For boaters who don’t need ownership, there’s always the option of leasing a superyacht. The 466-foot, 11-cabin Flying Fox cost an estimated $400 million to build, has a staff of 55, and can accommodate 25 luxury-loving guests. Features include two helipads and a two-deck wellness center. Rental is $3.1 million per week. TOP MARKETS

In Hawaii, international buyers have been replaced by mainland U.S. buyers.

Mainland U.S. Buyers Boost Luxury Market

Due to travel restrictions and a very strong dollar, international buyers on the Hawaiian island of Oahu have dropped off considerably, but buyers from the mainland U.S. have more than made up the difference, according to Kalama Kim, president of Berkshire Hathaway HomeServices Hawai’i Realty.

When the pandemic began in March 2020, “we saw people saying ‘we can work from anywhere—let’s move to Hawaii,’ ” Mr. Kim said. Much of that has continued.

Mainland U.S. buyers are primarily from the western states of Oregon, Washington and California, and now also Nevada and Colorado, he said.

The pandemic has also brought a steady rise in prices, according to Mr. Kim. The average price for a single-family home in Oahu in April was $1.4 million, up from $940,000 two years ago. Average condo prices rose to $613,000 in April compared with $520,000 two years ago.

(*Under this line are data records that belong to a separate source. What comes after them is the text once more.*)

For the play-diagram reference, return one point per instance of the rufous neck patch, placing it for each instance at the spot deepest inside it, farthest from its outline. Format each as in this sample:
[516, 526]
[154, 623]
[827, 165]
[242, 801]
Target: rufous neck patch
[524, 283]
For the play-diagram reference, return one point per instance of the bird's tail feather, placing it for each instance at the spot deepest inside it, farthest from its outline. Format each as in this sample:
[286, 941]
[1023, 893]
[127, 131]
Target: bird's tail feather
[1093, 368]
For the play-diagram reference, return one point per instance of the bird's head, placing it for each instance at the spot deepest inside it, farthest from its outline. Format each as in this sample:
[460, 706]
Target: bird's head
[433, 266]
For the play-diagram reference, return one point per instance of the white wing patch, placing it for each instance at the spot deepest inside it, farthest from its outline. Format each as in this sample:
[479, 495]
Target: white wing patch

New condos continue to sell out quickly, and the resale market for condos continues to surge. The Oahu luxury market has a large number of second-home buyers, and these condos are quite convenient as second homes, Mr. Kim said.

The lifestyle on Oahu is particularly appealing “because it has a little bit of everything—beaches, big surf, a large city and an urban feel,” he said. “We have a vigorous restaurant scene, an art scene and that live/work/play feel that you will only find on Oahu.”

Busy submarkets, according to Mr. Kim, include the Kakaako district, a hip neighborhood between downtown Honolulu and Waikiki; the North Shore and Kailua, two premium spots on the island that are famous for their beaches; and the traditional luxury market in Diamond Head.

Inventory is tight, he said. In the luxury-condo market, remaining supply is now below five months. The previous low was 7.3 months in 2005.

The market for single-family homes is even tighter, he said. “We’re now down to four months supply. That’s the lowest we’ve ever seen.”

Looking ahead, “we believe there is a strong pent-up demand because of the lack of inventory,” he said. “People are going to wait until more listings come on the market, which will be eaten up quickly,” often paid for in cash.